There are plenty of examples where floating-point equality is exactly
the right thing to do.  Any blanket ban on floating point equality is
too strict.

The problem is not equality.  The problem is that floating-point
arithmetic is BINARY, not decimal, and it's APPROXIMATE, not exact.
It just plain doesn't do what people expect.  With the possible
exception of absolute value and unary minus, there is NO floating-point
operation which does what a naive user would expect.  And while IEEE
floating-point is bizarre, it isn't outright broken like many of the
hardware floating-point systems that preceded it.

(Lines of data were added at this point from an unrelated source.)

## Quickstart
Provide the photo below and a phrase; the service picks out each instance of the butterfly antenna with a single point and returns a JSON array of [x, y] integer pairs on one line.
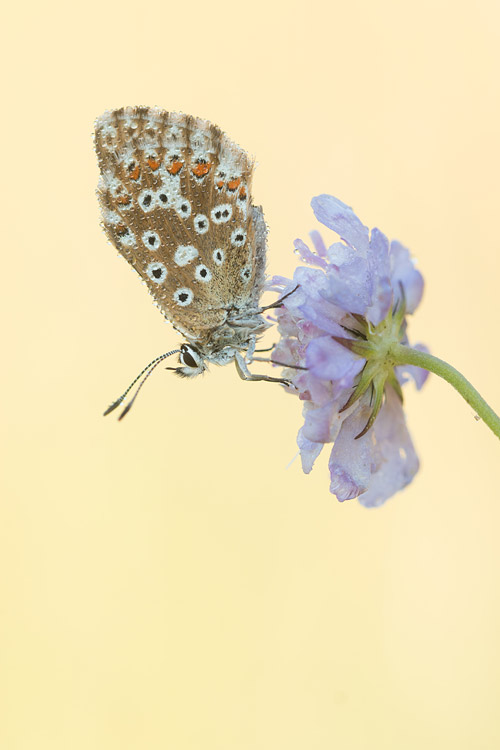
[[149, 367]]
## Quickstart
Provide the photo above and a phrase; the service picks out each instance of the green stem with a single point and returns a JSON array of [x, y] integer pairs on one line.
[[405, 355]]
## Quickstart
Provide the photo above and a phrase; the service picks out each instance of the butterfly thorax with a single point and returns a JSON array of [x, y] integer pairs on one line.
[[238, 333]]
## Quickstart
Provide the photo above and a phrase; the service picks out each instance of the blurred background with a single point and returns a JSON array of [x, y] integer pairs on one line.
[[171, 581]]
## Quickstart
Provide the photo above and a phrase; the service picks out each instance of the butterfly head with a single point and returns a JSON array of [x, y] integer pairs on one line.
[[191, 360]]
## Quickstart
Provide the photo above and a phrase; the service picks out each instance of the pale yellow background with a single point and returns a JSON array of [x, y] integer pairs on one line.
[[167, 582]]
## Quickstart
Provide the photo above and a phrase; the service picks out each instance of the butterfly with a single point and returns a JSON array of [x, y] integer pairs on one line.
[[176, 201]]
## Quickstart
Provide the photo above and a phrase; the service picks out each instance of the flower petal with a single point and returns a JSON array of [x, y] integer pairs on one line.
[[328, 360], [351, 460], [321, 424], [395, 460], [350, 283], [380, 268], [341, 218], [403, 272], [318, 243], [309, 451], [307, 255]]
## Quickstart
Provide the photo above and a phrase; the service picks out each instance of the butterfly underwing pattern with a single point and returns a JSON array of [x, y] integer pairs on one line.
[[176, 202]]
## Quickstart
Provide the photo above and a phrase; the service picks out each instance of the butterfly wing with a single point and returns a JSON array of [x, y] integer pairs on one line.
[[175, 194]]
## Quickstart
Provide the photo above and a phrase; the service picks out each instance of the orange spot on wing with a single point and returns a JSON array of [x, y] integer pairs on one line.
[[175, 167], [200, 170], [123, 200]]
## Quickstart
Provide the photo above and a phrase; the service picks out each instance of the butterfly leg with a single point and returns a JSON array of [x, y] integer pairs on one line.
[[245, 373], [280, 301], [251, 349]]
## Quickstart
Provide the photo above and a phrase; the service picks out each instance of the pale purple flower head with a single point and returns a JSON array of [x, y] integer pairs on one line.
[[351, 300]]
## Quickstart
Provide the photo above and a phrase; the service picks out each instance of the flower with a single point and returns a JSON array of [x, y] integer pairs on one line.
[[349, 306]]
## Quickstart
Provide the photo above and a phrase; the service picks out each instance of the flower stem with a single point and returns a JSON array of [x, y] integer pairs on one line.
[[405, 355]]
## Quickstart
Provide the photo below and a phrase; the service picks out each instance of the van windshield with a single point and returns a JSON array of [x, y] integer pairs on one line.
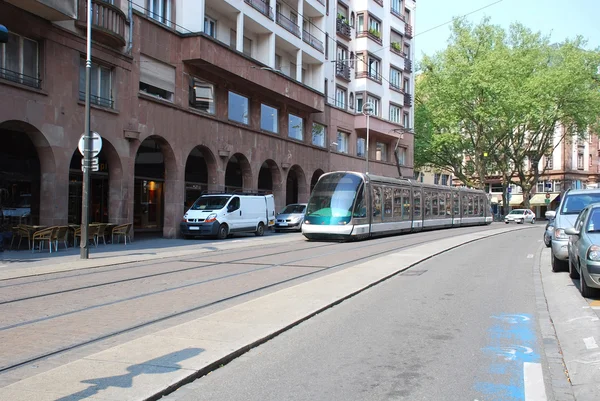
[[210, 203]]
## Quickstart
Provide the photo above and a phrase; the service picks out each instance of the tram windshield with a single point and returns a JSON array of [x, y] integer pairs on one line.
[[334, 195]]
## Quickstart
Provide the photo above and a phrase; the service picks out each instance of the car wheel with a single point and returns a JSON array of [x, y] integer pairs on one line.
[[586, 291], [222, 233], [572, 270], [557, 265], [260, 230]]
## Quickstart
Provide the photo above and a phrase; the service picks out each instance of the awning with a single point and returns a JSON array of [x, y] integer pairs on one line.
[[540, 199], [515, 200]]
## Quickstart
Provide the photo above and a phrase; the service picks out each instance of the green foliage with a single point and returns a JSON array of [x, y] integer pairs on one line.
[[501, 94]]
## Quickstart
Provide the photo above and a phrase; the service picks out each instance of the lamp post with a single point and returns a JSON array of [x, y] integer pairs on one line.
[[367, 111]]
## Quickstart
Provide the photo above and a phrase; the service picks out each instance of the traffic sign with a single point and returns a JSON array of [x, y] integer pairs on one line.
[[96, 145]]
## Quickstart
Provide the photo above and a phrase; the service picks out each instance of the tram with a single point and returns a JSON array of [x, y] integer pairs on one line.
[[346, 205]]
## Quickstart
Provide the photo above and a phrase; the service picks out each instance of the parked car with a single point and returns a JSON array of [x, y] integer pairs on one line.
[[520, 216], [584, 250], [290, 218], [572, 202]]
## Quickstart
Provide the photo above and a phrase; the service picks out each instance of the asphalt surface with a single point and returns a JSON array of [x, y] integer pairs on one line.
[[438, 331]]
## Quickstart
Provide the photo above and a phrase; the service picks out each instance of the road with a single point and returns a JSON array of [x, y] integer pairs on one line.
[[460, 326]]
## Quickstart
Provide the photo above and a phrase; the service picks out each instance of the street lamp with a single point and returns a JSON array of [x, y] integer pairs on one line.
[[367, 111]]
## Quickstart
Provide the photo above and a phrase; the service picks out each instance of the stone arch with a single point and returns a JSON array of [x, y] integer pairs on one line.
[[200, 173], [158, 189], [296, 188], [28, 170], [238, 174], [316, 175], [106, 187]]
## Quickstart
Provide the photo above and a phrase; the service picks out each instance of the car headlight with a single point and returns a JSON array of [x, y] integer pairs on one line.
[[594, 253], [559, 233]]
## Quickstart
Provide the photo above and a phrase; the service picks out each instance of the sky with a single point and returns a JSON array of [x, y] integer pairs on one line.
[[561, 19]]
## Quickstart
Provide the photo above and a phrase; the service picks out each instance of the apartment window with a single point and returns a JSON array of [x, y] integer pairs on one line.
[[361, 147], [340, 97], [238, 108], [100, 82], [156, 78], [395, 113], [374, 66], [395, 78], [160, 10], [318, 135], [210, 27], [375, 102], [19, 61], [295, 127], [342, 141], [269, 118], [402, 157], [202, 96], [359, 102], [381, 152]]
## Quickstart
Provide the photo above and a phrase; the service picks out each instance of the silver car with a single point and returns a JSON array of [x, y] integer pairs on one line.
[[290, 218], [520, 216], [584, 250]]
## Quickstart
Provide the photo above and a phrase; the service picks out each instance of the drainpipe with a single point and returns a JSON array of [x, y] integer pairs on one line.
[[130, 16]]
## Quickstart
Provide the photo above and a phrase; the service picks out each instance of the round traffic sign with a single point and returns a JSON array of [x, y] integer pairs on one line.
[[96, 144]]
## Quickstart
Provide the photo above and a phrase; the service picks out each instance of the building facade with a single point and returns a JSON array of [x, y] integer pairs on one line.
[[197, 95]]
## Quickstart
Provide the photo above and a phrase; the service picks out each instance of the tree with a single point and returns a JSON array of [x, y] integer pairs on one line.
[[498, 101]]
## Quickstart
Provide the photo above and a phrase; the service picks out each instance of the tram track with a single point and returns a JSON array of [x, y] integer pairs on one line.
[[70, 347]]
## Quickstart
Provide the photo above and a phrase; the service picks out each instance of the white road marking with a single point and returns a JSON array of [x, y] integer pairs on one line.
[[592, 319], [533, 378], [590, 343]]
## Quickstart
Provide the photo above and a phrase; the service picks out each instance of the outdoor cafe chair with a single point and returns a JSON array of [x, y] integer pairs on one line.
[[122, 230]]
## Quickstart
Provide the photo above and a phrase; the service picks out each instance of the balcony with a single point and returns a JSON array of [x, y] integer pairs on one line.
[[288, 24], [374, 75], [343, 28], [262, 7], [314, 42], [342, 70], [108, 22], [51, 10]]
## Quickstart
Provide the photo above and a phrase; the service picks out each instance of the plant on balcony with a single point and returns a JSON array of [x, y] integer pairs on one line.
[[375, 33]]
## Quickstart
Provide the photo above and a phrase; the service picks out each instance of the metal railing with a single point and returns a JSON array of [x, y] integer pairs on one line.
[[19, 78], [261, 6], [311, 40], [287, 24]]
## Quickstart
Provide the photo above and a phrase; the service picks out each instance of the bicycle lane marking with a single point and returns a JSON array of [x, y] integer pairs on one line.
[[514, 371]]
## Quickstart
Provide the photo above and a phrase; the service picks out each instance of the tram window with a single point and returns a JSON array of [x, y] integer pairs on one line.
[[398, 204], [442, 204], [434, 204], [387, 202], [406, 204], [360, 209], [417, 203], [376, 204]]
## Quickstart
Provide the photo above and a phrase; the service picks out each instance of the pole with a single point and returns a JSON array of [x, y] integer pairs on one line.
[[87, 142], [367, 147]]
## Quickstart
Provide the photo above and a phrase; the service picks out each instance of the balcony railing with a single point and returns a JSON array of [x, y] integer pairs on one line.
[[314, 42], [108, 22], [262, 7], [288, 24], [343, 28], [342, 70], [374, 75], [19, 78]]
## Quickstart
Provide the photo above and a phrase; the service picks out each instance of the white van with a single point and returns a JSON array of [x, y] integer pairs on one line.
[[221, 215]]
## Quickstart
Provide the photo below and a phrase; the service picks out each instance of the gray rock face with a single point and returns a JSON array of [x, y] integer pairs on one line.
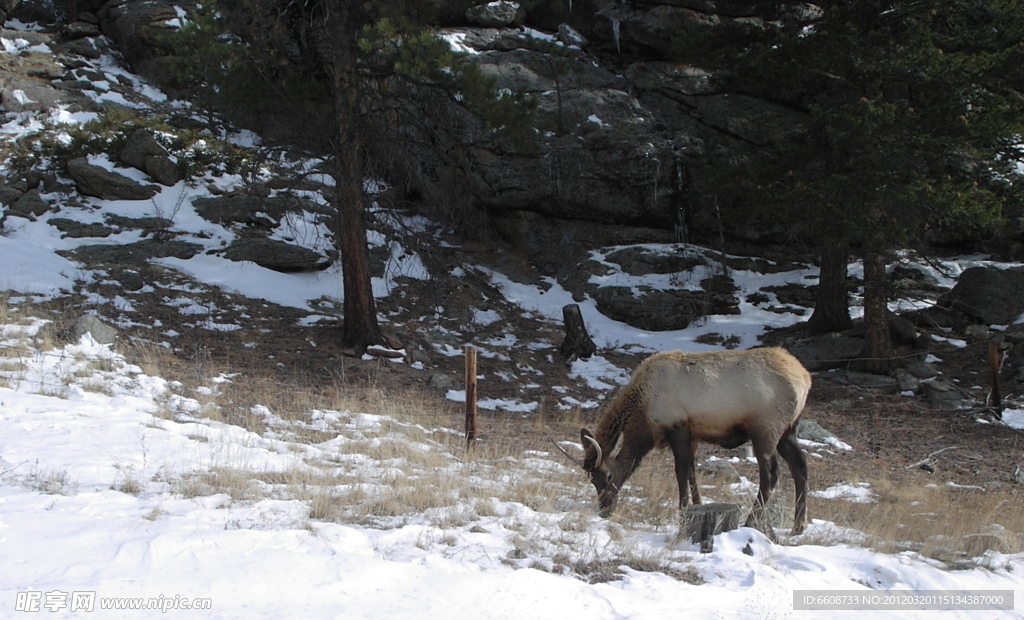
[[163, 170], [253, 210], [30, 204], [991, 295], [107, 184], [275, 255], [827, 352], [496, 14], [135, 253], [141, 145]]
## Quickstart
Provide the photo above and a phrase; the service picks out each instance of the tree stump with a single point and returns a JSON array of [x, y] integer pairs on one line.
[[578, 342], [702, 522]]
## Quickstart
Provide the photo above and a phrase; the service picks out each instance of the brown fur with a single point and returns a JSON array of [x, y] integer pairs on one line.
[[726, 398]]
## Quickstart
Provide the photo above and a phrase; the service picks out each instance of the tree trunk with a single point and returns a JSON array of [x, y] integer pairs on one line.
[[879, 352], [832, 304], [337, 44], [578, 342]]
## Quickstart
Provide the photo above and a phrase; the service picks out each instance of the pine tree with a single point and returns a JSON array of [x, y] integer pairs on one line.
[[374, 63], [914, 117]]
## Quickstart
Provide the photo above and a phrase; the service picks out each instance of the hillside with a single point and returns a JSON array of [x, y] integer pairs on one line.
[[223, 448]]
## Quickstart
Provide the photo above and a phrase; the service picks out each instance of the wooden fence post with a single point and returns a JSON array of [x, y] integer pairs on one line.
[[470, 396], [993, 359]]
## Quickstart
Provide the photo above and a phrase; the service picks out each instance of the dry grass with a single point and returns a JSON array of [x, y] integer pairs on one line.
[[401, 462]]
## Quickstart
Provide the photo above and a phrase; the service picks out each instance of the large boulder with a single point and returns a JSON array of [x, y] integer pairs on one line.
[[994, 296], [107, 184], [276, 255]]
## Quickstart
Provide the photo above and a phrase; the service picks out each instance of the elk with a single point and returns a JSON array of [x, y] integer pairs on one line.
[[725, 398]]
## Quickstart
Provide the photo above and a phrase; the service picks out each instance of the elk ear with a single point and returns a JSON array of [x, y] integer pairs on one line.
[[619, 446], [587, 438]]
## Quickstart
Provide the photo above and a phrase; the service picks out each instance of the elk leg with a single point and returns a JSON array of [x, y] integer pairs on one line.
[[794, 456], [683, 453], [774, 471], [765, 456]]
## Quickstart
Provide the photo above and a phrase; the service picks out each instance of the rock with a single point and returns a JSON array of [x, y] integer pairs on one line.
[[107, 184], [442, 383], [859, 379], [8, 195], [496, 14], [253, 211], [91, 47], [26, 94], [906, 380], [135, 253], [812, 431], [78, 230], [944, 395], [150, 224], [276, 255], [993, 538], [140, 146], [922, 370], [722, 471], [902, 330], [130, 280], [702, 522], [163, 170], [569, 36], [100, 332], [80, 30], [992, 295], [31, 203], [660, 310]]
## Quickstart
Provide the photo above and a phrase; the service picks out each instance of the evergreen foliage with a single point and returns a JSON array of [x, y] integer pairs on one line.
[[914, 118]]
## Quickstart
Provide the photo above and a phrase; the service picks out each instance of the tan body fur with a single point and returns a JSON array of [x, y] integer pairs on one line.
[[725, 398]]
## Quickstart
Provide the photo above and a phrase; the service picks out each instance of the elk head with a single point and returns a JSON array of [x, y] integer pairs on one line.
[[607, 471]]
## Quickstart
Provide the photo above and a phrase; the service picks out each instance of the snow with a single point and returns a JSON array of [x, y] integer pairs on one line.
[[105, 496]]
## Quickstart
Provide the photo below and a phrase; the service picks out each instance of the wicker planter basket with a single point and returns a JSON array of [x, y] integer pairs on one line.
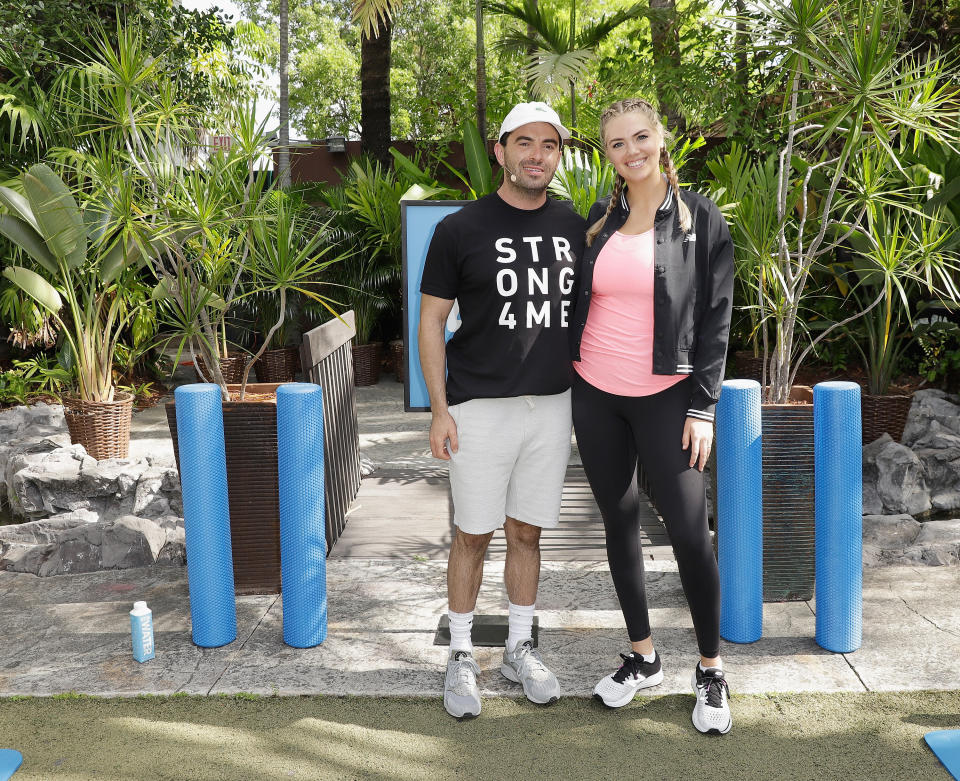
[[281, 365], [102, 427], [231, 368], [366, 364], [884, 414]]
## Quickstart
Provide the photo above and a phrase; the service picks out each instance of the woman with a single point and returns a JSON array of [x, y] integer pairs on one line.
[[649, 342]]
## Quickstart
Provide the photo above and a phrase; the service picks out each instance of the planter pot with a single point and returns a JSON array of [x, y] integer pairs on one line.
[[366, 364], [396, 358], [231, 368], [277, 366], [789, 550], [884, 414], [250, 437], [102, 427]]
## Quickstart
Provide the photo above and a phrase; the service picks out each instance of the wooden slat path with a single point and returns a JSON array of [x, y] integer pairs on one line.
[[408, 513]]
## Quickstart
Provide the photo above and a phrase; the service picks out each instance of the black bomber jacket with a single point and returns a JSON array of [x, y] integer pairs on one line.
[[692, 293]]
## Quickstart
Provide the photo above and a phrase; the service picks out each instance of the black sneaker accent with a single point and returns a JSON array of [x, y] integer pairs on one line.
[[634, 666], [712, 678]]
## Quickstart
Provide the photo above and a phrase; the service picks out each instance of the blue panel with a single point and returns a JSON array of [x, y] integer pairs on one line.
[[303, 541], [206, 514], [10, 760], [945, 744], [838, 459], [740, 511], [419, 220]]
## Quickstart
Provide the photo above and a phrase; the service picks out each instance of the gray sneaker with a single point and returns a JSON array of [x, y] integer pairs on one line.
[[461, 697], [524, 666]]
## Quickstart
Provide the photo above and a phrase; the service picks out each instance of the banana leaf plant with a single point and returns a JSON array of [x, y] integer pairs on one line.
[[74, 258]]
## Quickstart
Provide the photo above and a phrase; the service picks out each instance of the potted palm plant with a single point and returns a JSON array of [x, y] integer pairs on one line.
[[220, 235], [850, 94], [898, 253], [77, 255]]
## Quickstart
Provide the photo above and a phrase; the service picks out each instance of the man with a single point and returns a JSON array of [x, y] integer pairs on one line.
[[502, 416]]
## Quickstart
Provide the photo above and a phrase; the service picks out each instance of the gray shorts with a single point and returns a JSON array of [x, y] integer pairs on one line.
[[512, 461]]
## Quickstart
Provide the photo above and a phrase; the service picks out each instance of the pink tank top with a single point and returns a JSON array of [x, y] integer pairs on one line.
[[616, 352]]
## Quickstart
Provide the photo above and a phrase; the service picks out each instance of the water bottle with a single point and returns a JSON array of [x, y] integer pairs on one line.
[[141, 631]]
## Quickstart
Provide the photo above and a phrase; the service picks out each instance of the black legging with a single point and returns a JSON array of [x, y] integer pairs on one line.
[[612, 431]]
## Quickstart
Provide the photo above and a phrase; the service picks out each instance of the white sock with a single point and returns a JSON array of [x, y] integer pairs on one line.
[[461, 625], [520, 623]]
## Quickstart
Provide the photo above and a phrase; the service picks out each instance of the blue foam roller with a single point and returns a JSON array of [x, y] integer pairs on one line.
[[303, 540], [740, 511], [838, 474], [206, 514], [945, 744]]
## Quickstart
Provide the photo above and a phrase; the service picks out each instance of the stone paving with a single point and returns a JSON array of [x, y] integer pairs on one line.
[[71, 632]]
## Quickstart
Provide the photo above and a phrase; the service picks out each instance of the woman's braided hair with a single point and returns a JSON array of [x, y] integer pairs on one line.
[[624, 107]]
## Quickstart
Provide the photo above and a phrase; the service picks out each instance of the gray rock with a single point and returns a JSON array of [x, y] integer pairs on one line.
[[901, 483], [156, 489], [936, 555], [890, 531], [872, 503], [45, 483], [942, 472], [939, 531], [71, 543], [928, 406], [131, 542]]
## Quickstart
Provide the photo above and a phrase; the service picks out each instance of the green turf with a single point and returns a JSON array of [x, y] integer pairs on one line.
[[822, 737]]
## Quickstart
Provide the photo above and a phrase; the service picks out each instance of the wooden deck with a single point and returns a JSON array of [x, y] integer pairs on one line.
[[409, 513]]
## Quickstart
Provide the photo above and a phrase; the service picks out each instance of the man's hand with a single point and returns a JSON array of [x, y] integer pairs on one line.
[[442, 429], [698, 436]]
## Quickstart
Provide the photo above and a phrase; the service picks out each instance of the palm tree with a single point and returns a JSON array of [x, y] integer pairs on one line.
[[284, 157], [665, 43], [376, 27], [560, 51], [481, 72]]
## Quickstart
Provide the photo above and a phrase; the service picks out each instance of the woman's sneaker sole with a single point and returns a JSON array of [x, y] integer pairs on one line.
[[703, 729], [646, 683]]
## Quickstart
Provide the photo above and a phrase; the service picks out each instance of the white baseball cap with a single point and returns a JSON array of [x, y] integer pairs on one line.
[[525, 113]]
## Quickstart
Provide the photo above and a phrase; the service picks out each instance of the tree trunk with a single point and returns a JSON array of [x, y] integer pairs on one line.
[[740, 46], [665, 43], [283, 162], [481, 74], [531, 32], [573, 46], [375, 92]]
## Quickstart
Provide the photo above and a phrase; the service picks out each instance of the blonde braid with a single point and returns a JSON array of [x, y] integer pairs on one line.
[[614, 199], [683, 211]]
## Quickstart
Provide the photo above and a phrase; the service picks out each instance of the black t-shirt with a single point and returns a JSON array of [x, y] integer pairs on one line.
[[512, 274]]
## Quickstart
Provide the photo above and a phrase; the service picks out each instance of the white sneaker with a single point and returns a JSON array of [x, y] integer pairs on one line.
[[461, 695], [711, 714], [524, 666], [619, 688]]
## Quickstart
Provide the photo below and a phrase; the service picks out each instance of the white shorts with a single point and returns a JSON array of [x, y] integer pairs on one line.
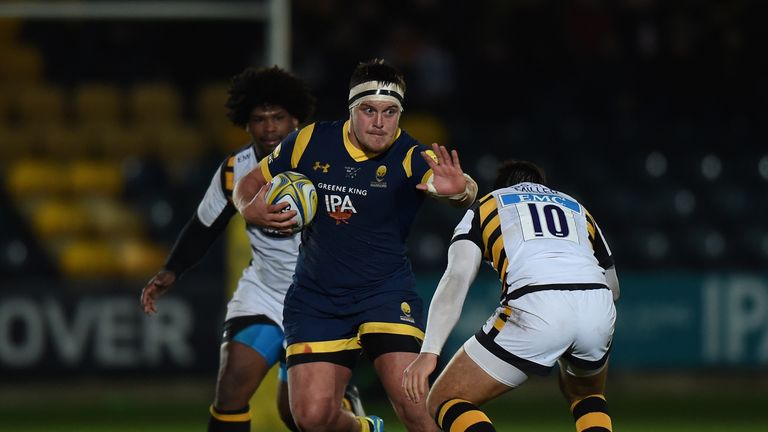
[[254, 297], [541, 328]]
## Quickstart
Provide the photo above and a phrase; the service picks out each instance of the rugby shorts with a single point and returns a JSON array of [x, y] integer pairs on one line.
[[533, 332], [337, 330]]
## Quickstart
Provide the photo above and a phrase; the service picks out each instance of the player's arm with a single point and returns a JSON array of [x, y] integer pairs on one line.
[[448, 182], [464, 259], [603, 255], [248, 198]]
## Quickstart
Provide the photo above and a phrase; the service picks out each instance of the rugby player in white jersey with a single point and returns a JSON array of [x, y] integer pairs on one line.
[[269, 103], [558, 287]]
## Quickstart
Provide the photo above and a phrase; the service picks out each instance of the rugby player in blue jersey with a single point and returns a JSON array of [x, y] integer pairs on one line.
[[353, 287]]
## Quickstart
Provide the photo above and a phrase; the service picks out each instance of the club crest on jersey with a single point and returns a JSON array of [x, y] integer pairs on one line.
[[319, 166], [351, 172], [381, 171], [405, 308], [339, 208]]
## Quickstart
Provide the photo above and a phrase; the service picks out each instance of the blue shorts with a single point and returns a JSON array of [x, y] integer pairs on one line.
[[262, 335], [332, 329]]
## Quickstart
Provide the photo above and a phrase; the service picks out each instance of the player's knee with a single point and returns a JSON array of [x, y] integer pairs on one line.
[[287, 419], [230, 391], [315, 415], [433, 402]]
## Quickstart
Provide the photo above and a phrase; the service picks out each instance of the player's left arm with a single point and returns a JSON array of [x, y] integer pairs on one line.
[[603, 255], [447, 181], [464, 258]]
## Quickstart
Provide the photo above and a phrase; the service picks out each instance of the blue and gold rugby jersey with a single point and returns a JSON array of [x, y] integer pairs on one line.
[[366, 206]]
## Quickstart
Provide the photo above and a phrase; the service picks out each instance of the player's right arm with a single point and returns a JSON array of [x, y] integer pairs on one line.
[[203, 228]]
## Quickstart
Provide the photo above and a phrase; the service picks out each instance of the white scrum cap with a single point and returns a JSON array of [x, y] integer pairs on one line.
[[376, 91]]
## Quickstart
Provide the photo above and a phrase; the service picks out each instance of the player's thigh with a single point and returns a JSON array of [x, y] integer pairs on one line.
[[464, 379], [580, 385], [317, 385], [389, 367], [251, 346]]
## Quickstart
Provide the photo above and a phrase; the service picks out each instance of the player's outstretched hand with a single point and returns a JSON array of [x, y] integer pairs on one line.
[[416, 376], [155, 288], [258, 212], [447, 176]]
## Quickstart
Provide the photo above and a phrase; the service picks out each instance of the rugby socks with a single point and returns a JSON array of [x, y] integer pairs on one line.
[[459, 415], [229, 421], [591, 414]]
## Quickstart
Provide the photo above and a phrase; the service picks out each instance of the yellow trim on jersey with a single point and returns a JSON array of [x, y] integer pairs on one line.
[[391, 328], [355, 153], [323, 347], [246, 416], [407, 162], [426, 176], [491, 245], [446, 406], [365, 425], [264, 165], [302, 140]]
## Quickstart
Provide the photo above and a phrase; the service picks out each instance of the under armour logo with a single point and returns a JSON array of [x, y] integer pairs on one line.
[[325, 167]]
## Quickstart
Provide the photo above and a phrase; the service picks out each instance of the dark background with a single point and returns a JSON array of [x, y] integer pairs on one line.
[[650, 112]]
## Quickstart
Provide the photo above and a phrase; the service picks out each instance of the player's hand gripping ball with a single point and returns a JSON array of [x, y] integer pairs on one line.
[[300, 194]]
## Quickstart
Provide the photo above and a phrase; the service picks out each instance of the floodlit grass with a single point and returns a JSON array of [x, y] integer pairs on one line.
[[635, 406]]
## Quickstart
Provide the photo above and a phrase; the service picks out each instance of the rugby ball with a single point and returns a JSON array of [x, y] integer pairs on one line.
[[300, 194]]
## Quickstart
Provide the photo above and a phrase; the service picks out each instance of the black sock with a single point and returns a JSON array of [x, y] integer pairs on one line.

What I'd really like to get my hands on is the decimal floating-point
arithmetic in the revised IEEE standard.  *That's* the arithmetic you
want for a spreadsheet.  That's the arithmetic you want if people are
not to be tripped up by base 2 -vs- base 10.  In fact you *can* get
your hands on a software implementation if you know where to look, but
wouldn't it be nice to have it going at full hardware speed?

	You should
	establish what you consider to be an acceptable epsilon value
	based on your understanding of your data and use it as follows:

It's not just your data you have to understand; more generally it is
your algorithm.  Anyone who understands them well enough to choose a
good epsilon already knows how to do the fuzzy comparisons.

		maxEpsilon = 0.000001.
			.
			.
			.
		(f1 - f2) abs < maxEpsilon
			ifTrue: ["f1 and f2 are approximately equal"]
			ifFalse: ["f1 and f2 are not approximately equal"]

Urk.  Absolute tolerances seldom work very well.
See Knuth, The Art of Computer PRogramming, Volume 2 "Seminumerical
Algorithms" for a thorough discussion of "fuzzy" floating-point comparison.

The really nasty thing about fuzzy comparisons is that they aren't
transitive:  (x fuzzyEquals: y) and: [y fuzzyEquals: z] does NOT
imply x fuzzyEquals: z.  And yes, I *have* known programs (in APL and
in IBM Prolog) go wrong because their programmers didn't really understand
that they were getting fuzzy comparison and/or didn't appreciate the
consequences.  (What Robert Jarvis is recommending is *explicitly* doing
fuzzy comparison with a *specifically* chosen *local* tolerance, not
implicit fuzzy comparison with a *global* tolerance.  So it should be
less risky.)

	Do not under any circumstances use floating point numbers in
	financial calculations.  Floats are imprecise, often only
	approximate, and utterly inappropriate for any calculation where
	all the fiddly little decimal places really count.

Except decimal floats.  Addition, subtraction, and multiplication of
in-range numbers stated in decimal with in-range results are *exact*.
We *really* want the new IEEE standard, don't we?

I wish I understood the ANSI Smalltalk 'ScaledDecimal' interface a bit
better.  I'm not sure I believe all of what I think I do understand.

And of course *some* financial calculations are *supposed* to be
approximate.  The thing is, as always 'know what you are doing'.

	>This does not require the use of a Float.  In Smalltalk I'd use either a
	>Fraction or a ScaledDecimal.

Unfortunately, there is no ScaledDecimal class in Squeak.
I do have an implementation of ScaledDecimal I wrote for another
Smalltalk, but it would require some work to fit with the traditional
double dispatch, and I am wary about changing the compiler to recognise
ScaledDecimals.  Above all, I'm not sure I've interpreted the standard
correctly.